Certains penseront que son inquiétude était superflue, que notre destinée n’a pas de mystère, que l’homme est restitué par la mort au néant dont il était sorti par la vie, que cette vie est toute l’existence et que jouir d’elle est tout le devoir. Ces affirmations paraissent aujourd’hui des évidences à nombre d’instituteurs primaires. Ici l’on n’a pas encore ces clartés. La même angoisse qui arrachait Sully Prudhomme aux sujets habituels de la poésie, a fait sortir Brunetière de sa tour d’ivoire, la critique littéraire, pour le jeter dans la controverse religieuse, a contraint Berthelot à élever, au-dessus des expériences qui lui livraient tant de secrets, ses yeux avides de pénétrer un secret plus grand encore et plus obscur.

Certes, ces penseurs ne conclurent pas de même. Brunetière était persuadé que la raison pose le problème, mais ne le résout pas. Les systèmes philosophiques ne lui parurent que des instruments de doute là où la certitude est nécessaire, il vit que les religions seules la donnent, et crut à celle de ces religions qui affirme et garde avec le plus d’autorité ses dogmes, au catholicisme. Sully Prudhomme, d’abord catholique et devenu philosophe, attiré par certains souvenirs vers sa première croyance, retenu par l’espoir de conquérir sans elle et par une raison divinatrice la vérité, planait aussi haut que peut s’élever la pensée, mais sans atteindre la certitude et, par les grands orbes de ses systèmes, errait autour de sa foi première, comme un aigle qui aurait perdu son nid. Berthelot, parvenu à toutes ses découvertes par la méthode d’observation, avait appris d’elle à ne tenir état que des faits : très hostile à tout dogme et à tout sacerdoce, parce qu’ils affirment l’indémontré, il était sûr que la seule arme de l’homme contre l’inconnu est la science. Mais trop savant pour nier l’existence de ce qu’il n’avait pas trouvé encore, avant mis sa gloire à apprendre, par l’étude des phénomènes sensibles, les lois qui les gouvernent et qui ne tombent sous aucun sens, il souffrait de n’avoir pas pénétré la cause des causes, la force suprême qui se cache et se révèle à la fois dans l’œuvre du monde. Il aspirait à connaître, par delà la parcelle de durée et d’espace où est enfermée notre vie, les vérités qui nous apprendraient notre origine et notre avenir.

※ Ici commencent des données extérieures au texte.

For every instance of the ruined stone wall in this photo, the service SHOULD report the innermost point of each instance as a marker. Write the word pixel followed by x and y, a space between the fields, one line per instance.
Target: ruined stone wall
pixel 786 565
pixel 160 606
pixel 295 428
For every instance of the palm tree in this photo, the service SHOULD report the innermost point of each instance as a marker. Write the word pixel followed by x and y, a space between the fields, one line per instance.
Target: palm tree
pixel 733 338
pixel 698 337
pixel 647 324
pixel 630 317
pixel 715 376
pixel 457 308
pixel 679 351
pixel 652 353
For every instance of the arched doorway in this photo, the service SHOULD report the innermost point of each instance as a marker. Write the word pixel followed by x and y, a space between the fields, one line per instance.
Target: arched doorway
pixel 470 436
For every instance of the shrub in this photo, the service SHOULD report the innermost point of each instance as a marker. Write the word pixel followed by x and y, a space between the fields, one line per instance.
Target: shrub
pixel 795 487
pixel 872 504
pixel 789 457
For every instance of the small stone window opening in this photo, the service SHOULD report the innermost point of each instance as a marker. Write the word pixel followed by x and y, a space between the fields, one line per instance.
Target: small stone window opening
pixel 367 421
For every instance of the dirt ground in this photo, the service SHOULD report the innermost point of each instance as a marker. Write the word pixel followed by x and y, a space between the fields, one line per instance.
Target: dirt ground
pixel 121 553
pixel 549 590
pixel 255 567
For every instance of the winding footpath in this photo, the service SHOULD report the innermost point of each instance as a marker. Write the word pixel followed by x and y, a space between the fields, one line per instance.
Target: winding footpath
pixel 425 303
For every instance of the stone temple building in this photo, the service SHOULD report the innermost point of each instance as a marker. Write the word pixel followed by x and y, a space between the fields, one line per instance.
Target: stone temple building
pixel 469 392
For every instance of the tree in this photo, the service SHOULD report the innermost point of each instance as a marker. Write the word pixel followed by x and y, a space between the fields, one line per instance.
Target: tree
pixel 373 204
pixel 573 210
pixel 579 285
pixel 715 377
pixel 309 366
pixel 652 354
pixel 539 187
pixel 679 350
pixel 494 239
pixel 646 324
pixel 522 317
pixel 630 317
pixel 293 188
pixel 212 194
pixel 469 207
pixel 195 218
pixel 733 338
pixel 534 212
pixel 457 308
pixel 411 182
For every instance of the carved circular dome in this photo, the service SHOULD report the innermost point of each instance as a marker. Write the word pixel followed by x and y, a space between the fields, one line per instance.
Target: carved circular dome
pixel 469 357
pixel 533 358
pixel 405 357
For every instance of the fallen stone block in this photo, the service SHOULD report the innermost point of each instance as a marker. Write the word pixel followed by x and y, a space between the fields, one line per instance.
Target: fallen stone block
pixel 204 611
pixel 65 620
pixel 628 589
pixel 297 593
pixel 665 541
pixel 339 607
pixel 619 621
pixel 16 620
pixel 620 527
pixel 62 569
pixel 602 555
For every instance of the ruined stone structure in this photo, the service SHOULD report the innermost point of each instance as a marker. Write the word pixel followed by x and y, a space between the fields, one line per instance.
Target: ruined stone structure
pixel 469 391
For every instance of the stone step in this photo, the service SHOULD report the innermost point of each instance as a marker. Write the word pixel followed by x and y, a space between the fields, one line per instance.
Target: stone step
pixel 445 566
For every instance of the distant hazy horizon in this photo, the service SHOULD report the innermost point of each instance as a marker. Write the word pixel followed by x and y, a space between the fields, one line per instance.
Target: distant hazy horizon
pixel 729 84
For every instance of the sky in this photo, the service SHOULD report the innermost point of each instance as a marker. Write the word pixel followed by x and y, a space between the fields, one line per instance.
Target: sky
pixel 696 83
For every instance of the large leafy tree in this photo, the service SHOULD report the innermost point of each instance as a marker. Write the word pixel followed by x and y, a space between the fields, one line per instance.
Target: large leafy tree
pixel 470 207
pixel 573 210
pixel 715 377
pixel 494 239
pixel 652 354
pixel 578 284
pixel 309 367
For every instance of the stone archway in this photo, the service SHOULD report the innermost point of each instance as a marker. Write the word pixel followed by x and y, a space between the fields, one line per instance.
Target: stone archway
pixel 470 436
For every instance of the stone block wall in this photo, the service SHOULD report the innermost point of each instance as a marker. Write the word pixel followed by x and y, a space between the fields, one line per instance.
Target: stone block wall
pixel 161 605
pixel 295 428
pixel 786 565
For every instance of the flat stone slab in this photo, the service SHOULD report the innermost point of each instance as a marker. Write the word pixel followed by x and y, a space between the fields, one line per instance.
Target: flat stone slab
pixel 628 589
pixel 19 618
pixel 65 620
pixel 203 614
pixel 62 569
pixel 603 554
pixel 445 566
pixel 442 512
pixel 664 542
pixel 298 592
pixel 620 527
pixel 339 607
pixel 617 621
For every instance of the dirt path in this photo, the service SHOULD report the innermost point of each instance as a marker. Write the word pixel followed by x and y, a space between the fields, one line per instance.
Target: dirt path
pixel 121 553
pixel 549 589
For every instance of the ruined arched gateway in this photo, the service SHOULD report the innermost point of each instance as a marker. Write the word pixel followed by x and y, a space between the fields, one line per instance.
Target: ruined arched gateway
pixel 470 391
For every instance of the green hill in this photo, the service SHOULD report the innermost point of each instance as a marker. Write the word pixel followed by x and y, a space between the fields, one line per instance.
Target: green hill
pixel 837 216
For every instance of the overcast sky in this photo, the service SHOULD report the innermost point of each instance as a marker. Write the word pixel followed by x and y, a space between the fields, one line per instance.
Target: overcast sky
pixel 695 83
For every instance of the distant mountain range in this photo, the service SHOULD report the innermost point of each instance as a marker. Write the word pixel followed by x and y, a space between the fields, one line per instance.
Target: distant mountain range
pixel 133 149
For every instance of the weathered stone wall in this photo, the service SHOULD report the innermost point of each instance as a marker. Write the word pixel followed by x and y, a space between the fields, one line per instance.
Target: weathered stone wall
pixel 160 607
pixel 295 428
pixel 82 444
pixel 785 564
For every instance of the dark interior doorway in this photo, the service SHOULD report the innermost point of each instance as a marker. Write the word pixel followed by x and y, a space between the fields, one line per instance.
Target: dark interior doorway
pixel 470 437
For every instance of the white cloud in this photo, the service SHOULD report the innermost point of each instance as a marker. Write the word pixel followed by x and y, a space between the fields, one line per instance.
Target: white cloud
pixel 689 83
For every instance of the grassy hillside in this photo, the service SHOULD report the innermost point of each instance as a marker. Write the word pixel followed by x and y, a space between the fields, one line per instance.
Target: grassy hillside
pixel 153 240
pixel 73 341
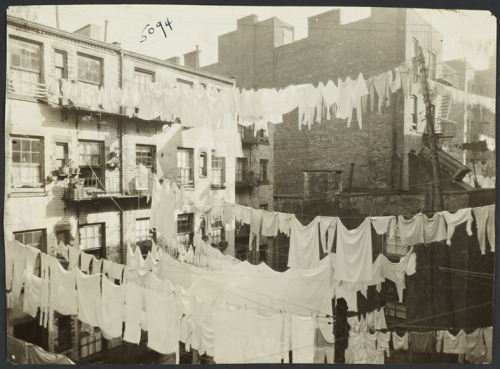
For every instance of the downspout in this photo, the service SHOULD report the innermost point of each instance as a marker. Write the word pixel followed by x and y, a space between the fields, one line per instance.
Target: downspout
pixel 122 166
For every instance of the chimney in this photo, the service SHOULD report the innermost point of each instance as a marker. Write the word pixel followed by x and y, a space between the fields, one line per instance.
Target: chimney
pixel 174 59
pixel 91 31
pixel 106 30
pixel 320 184
pixel 192 59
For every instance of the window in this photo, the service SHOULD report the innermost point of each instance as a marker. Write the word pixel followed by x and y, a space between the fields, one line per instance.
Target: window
pixel 217 231
pixel 34 238
pixel 91 237
pixel 184 229
pixel 145 155
pixel 63 333
pixel 91 160
pixel 91 341
pixel 393 248
pixel 414 55
pixel 62 236
pixel 25 61
pixel 61 154
pixel 414 112
pixel 242 174
pixel 431 64
pixel 185 167
pixel 392 305
pixel 61 64
pixel 89 69
pixel 202 165
pixel 218 167
pixel 27 162
pixel 183 82
pixel 287 35
pixel 263 170
pixel 143 77
pixel 90 153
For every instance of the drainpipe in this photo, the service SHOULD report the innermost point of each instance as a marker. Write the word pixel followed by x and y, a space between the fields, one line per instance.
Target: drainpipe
pixel 122 165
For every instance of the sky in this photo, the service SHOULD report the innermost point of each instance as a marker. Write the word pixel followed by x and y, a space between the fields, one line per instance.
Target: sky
pixel 466 33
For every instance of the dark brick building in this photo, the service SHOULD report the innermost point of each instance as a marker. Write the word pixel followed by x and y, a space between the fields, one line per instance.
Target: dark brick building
pixel 381 169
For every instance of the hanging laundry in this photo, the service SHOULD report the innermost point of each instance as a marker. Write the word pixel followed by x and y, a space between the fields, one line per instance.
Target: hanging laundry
pixel 411 231
pixel 475 347
pixel 327 225
pixel 396 271
pixel 32 294
pixel 485 223
pixel 255 228
pixel 400 342
pixel 133 303
pixel 89 298
pixel 74 257
pixel 455 219
pixel 354 253
pixel 112 309
pixel 302 339
pixel 85 260
pixel 304 245
pixel 422 342
pixel 383 340
pixel 379 319
pixel 285 223
pixel 96 265
pixel 163 335
pixel 434 228
pixel 269 224
pixel 454 344
pixel 63 295
pixel 265 333
pixel 385 225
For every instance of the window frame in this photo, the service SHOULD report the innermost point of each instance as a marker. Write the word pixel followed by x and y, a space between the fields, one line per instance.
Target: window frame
pixel 180 169
pixel 20 164
pixel 65 63
pixel 40 60
pixel 145 149
pixel 184 235
pixel 102 235
pixel 96 331
pixel 263 178
pixel 217 169
pixel 414 112
pixel 101 69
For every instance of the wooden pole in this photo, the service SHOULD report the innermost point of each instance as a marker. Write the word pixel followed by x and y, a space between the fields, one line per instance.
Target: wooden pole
pixel 432 137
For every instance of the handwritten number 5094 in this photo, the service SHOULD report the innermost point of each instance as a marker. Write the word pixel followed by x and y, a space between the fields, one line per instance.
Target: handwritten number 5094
pixel 151 30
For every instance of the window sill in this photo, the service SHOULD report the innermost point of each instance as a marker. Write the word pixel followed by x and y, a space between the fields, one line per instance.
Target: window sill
pixel 28 192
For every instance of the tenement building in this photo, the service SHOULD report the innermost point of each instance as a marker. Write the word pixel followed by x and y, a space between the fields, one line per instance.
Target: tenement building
pixel 78 165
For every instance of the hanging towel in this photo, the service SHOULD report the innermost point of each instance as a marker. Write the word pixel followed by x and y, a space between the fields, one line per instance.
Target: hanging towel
pixel 411 231
pixel 434 228
pixel 385 224
pixel 269 224
pixel 112 309
pixel 133 306
pixel 400 343
pixel 327 225
pixel 302 339
pixel 89 298
pixel 354 253
pixel 255 227
pixel 453 220
pixel 485 223
pixel 285 223
pixel 164 322
pixel 304 245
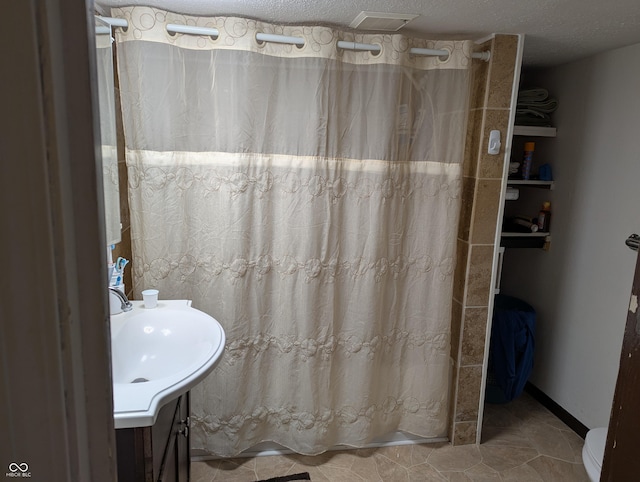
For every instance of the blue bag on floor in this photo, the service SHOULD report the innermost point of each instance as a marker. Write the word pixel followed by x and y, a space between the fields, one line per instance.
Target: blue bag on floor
pixel 512 344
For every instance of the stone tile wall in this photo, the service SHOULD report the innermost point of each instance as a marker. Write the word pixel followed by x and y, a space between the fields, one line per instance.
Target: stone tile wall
pixel 482 184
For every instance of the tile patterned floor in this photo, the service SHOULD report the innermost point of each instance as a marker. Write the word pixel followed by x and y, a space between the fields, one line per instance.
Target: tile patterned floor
pixel 522 442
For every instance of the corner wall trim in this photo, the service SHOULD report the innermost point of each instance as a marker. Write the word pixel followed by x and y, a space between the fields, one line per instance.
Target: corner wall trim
pixel 546 401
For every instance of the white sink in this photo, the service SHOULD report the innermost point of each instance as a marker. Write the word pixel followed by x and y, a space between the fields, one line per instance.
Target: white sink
pixel 157 355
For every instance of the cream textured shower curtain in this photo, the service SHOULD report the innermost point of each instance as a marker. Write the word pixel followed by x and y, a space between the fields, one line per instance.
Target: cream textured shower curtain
pixel 308 199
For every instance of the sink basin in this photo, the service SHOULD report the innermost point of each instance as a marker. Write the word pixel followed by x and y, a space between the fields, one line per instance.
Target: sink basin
pixel 157 355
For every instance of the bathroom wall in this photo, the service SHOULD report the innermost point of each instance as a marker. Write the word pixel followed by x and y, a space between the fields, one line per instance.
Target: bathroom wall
pixel 581 287
pixel 482 185
pixel 123 248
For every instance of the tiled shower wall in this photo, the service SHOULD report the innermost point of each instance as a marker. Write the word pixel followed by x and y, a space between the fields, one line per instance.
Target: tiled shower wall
pixel 482 184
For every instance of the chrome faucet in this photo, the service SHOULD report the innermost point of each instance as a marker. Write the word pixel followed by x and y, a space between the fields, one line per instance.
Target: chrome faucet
pixel 125 304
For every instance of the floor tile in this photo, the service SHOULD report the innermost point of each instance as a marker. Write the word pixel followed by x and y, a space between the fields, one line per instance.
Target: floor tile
pixel 521 442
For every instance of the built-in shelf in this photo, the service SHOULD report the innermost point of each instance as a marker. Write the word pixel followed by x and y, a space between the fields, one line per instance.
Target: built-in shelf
pixel 537 234
pixel 524 240
pixel 522 182
pixel 534 131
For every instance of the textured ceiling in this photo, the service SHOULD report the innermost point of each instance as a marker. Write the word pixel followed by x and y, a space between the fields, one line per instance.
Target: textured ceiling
pixel 556 31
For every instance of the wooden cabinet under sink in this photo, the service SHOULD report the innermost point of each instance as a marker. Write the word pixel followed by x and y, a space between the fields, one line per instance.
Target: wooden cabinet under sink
pixel 159 453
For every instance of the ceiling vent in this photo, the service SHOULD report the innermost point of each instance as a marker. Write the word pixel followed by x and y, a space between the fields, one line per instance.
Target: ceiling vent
pixel 379 21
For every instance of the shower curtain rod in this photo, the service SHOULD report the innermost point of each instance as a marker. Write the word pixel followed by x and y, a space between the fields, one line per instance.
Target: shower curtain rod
pixel 173 28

Les plus illustres de ceux qui viennent de nous quitter ont été d’accord par cette sollicitude de la destinée humaine. Ce sont ces privilégiés de la vie, ces victorieux de l’action, ces possesseurs de la renommée, qui déclarent cette existence incomplète, insuffisante et plus haut cherchent la lumière. Concorde surprenante d’intelligences si diverses, concorde logique d’intelligences si puissantes. Il faut cet au-delà, pour donner une dignité à l’homme, un ordre à la société, une base au devoir, pour que la vertu ne soit pas la moins explicable des inconséquences, pour que la perpétuelle disproportion entre le mérite et le sort ne désespère pas la raison. Pour justifier la vie, il faut l’étendre. Voilà la leçon que nous laissent ces grands morts. Et l’unité des esprits, que nous recommandait la Convention par un legs imprévu, n’a jamais attesté une croyance plus utile et plus glorieuse au genre humain.